Aksesuar: Takı olarak maddi duruma göre sadece bir çift sırga/küpe olduğu gibi, boyuna bir, büyük kenarlara 2-3 ile 5-6 küçük altın/granda takılmaktadır.

Köylerde maddi durumu iyi olanlar, bir tane binlik altını boyunlarına takmaktadır.

Erkek Giyimi

Kıyafet inkılabı nedeniyle, özellikle erkek kıyafetlerine ulaşılamamaktadır. Moda ve batılı giyim tarzı da bunların yok olmasına neden olmuştur. Yörede ölüm sonrası elbiselerin dağıtılıp evlerde tutulmaması geleneği de, giysilere ulaşımı imkânsız kılmıştır.

Erkek giyiminde; başlarda fes, kukulat, takke vb.; gömlekler, şalvar, zıvga, potur vb., cepkenler ve ceketler; ayağa çizme, çarık, yemeni vb. bele sarılan kuşaklar, silahlıklar; boyna takılan hamaylı, köstek vb; bütün bu parçalar bölgelere göre renklerinde, kesimlerinde, kumaşlarında, kullanım şekillerinde farklılıklar göstermektedir.

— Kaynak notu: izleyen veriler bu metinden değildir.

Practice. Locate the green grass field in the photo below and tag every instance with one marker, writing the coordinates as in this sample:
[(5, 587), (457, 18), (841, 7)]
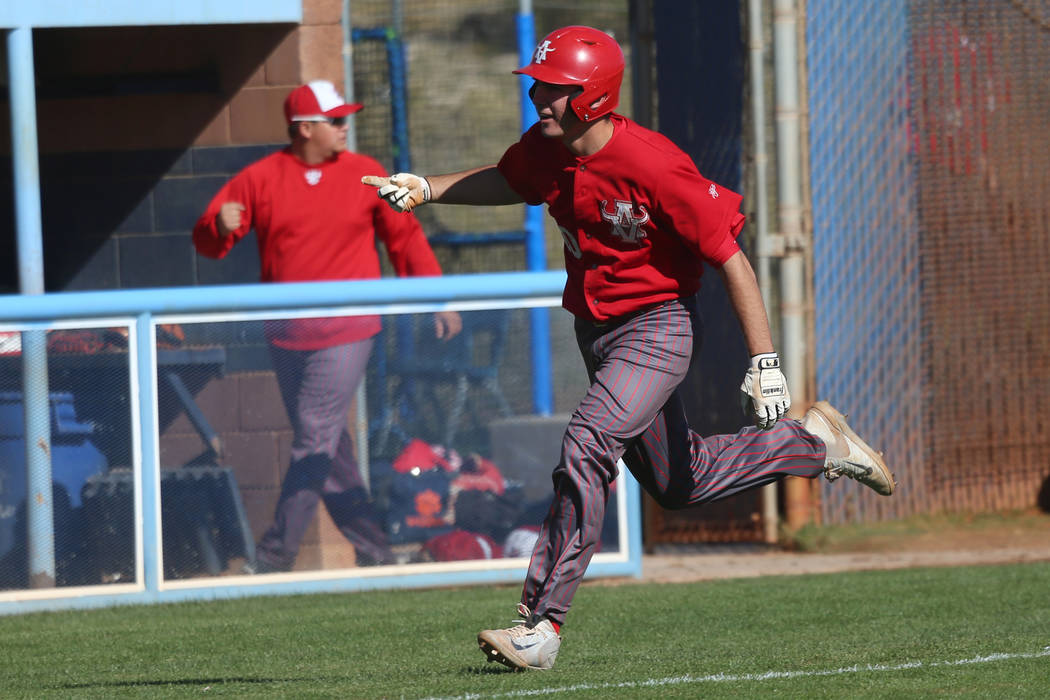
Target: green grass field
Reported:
[(969, 632)]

Başa giyilenler: Fes, takke, külah, terlik, kukula, poşu, abaniye, yemeni.

Bedene giyilenler: Zıvga, aba, şal-şepik, gömlek, yelek, cepken vb.

Beden süsleri: Pazubent, köstekli saat, silahlık, baston.

Ahlat alan araştırması çerçevesinde kaynak kişilerden alınan bilgilere göre yörede;

Fes: Başa tığla örülen “fes” adı verilen başlık giyilmektedir. Genellikle köylerde kırmızı-beyaz renklerde, yine tığla örülen kefiye veya hazır alınan kefiyenin, fes üzerine sarıldığı belirtilmektedir.

Köylerde keçeden ucu sivri/ dujuklu fes giyildiği belirtilmiştir.

Gömlek: İlçede erkek terziden aldığımız bilgilere göre maddi durumu iyi olan ipek, diğerleri bezden hakim yakalı veya yakasız, bazılarının yaka açıklığı göbeğe kadar veya tam açık olup, ön düğme ile kapatılmaktadır. Boyu kalça altına inen (70-75 cm. uzunluğundaki) gömleklerin kolu uzun, manşetli ve tek düğmelidir. Gömlek, siyah üzeri beyaz çizgili ketenden de dikilmektedir.

İşlik: İşliğin kolu uzun ve büzmeli/manşetlidir. Eskiden Sümer keteni, siyah - beyaz çubuklu ve dolaplı/kareli ketenlerden dikilirmiş. Yakasız olan işliğin önü cam düğme ile kapatılmaktadır.

Köyde erkeklerin dirilden işlik giydiği belirtilmektedir. Yakalı, uzun kollu işlik altına da beyaz bezden gömlek giyilmektedir. Yakasız olanların önü, baş girecek kadar açılmaktadır. Soğuk mevsimlerde yine yünden örülen fanila/fanilya işlik üzerine giyilmektedir.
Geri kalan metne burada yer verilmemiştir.